The NHTSA has examined Kronholm’s truck and sent a request for data to Toyota. The agency doesn’t comment on open investigations as a matter of practice, and Toyota says it’s cooperating. The investigation is still in its early stages, and the NHTSA would need to take several additional steps before suggesting a recall.
But without a clear cause, a recall seems unlikely no matter how many drivers complain. From 2004 to 2007, the NHTSA closed three separate investigations into sudden acceleration by Toyota Camrys and Lexus ES330 models. In each probe, many owners complained of sudden acceleration and gave similar details.
And in each investigation, no mechanical trend was found, and the NHTSA closed the cases because of a lack of evidence.
The last time the NHTSA fully explored the issue of sudden acceleration complaints was in 1989, following years of dispute over vehicles such as the Audi 5000, the poster car for the problem because of a "60 Minutes" report in 1986.
After sorting through thousands of complaints and running its own vehicle tests, the agency found that where there was no mechanical evidence of a vehicle defect, "the inescapable conclusion is that these" cases "definitely involve the driver inadvertently pressing the accelerator instead of, or in addition to, the brake pedal."
Automakers cheered the ruling, but by that time, they had started installing brake-shift interlocks that forced drivers to apply a brake if they tried to put a vehicle in gear. Throughout the 1990s, the number of sudden acceleration complaints to the NHTSA steadily declined.
But consumer advocates and attorneys say the NHTSA closed its eyes rather than admit the problem. Tom Murray, an Ohio attorney who specializes in sudden acceleration cases, said automakers and the NHTSA did not want to acknowledge other possible causes of sudden acceleration, namely electrical interference.

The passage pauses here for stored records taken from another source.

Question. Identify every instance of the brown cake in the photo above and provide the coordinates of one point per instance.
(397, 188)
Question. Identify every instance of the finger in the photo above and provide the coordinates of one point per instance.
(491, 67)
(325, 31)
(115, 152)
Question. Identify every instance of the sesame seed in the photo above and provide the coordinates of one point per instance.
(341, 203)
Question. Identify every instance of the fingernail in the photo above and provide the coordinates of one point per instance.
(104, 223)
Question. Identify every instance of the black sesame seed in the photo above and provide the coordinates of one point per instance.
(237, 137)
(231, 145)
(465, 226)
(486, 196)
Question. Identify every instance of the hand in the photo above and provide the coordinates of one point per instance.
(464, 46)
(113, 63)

Murray says complaints rose as automakers stuffed new electronics in vehicles — and fell after they learned how to better shield those electronics.
"NHTSA accepted" the "claim of Audi that the absence of proof is proof of absence," Murray said. "They made one of the most colossal blunders by saying ‘We can’t find a defect inside the vehicle after the fact; it must be the driver.’ "
Murray said he has seen an uptick in complaints in recent years as more vehicles, including the Tacoma, began to use drive-by-wire systems — where electronics replace mechanical connections between the pedals, engine and sometimes the brakes. He and Ditlow maintain that the NHTSA lacks the money to track down more complex electrical failures, especially those that might be random and leave no physical evidence.
"I always thought that when Toyota went to drive-by-wire, the likelihood of having sudden acceleration is going to increase," Ditlow said. To order a recall, federal law "doesn’t say you have to find a failure mode, just a substantial number of failures."